The Role of the Parent in the School Setting. The parent can help the child by talking to the teacher before the school year starts about their child's situation. The first priority for the parent is to develop a positive, not adversarial, relationship with the child's teacher. Finding a tutor to help after school may also be helpful
Special Education Programs . The Individuals with Disabilities Education Act (IDEA) requires the school to identify and evaluate children who may need help and to provide special services. However, parents sometimes report pressure by the school to put their children on medication or force them into special classrooms without clear educational justification. The schools, in these cases, may be acting illegally.

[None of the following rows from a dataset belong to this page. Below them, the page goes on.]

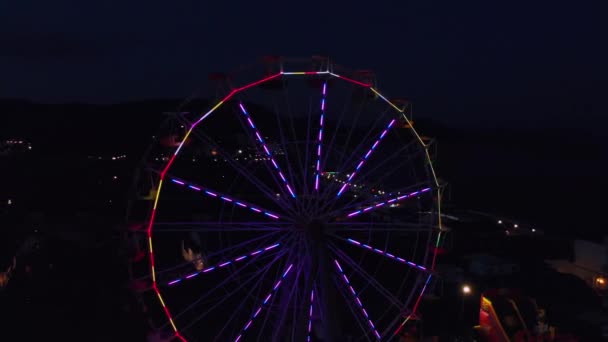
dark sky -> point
(538, 65)
(455, 58)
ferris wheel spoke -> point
(395, 161)
(370, 280)
(266, 300)
(195, 226)
(393, 195)
(390, 201)
(223, 197)
(312, 301)
(386, 254)
(282, 312)
(380, 227)
(350, 304)
(260, 276)
(264, 242)
(365, 157)
(262, 143)
(292, 175)
(328, 191)
(256, 275)
(320, 137)
(242, 304)
(356, 297)
(244, 172)
(394, 167)
(225, 263)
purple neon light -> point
(226, 198)
(320, 139)
(312, 298)
(223, 264)
(361, 162)
(257, 312)
(386, 254)
(357, 300)
(378, 205)
(261, 141)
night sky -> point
(527, 65)
(457, 59)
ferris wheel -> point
(300, 206)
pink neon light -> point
(353, 81)
(261, 141)
(320, 138)
(223, 198)
(352, 291)
(222, 264)
(352, 175)
(164, 171)
(378, 205)
(312, 298)
(274, 290)
(389, 255)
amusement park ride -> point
(300, 205)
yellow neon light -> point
(153, 274)
(386, 100)
(160, 185)
(161, 299)
(173, 324)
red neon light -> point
(259, 82)
(162, 175)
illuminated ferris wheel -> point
(300, 206)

High-quality special education can be extremely helpful in improving learning and developing a child's sense of self worth. However, programs vary widely in their ability to provide quality education. Parents must be aware of certain limitations and problems with special education:
  • Special education programs within the normal school setting often increase the child's feelings of social alienation.
  • If the educational strategy focuses only on abnormal behavior, it will fail to take advantage of the creative, competitive, and dynamic energy that often accompanies ADHD behavior.
  • There is no federally funded special education category specifically targeted to ADHD.
The best approach may be to treat the syndrome as a variant of the norm and train teachers to manage these children within the context of a normal classroom.
Special programs are also required under the Rehabilitation Act and by the Americans with Disabilities Act (ADA) for students at institutions of higher learning. It is the student's responsibility, however, to inform the administration at their college or university that they need such services.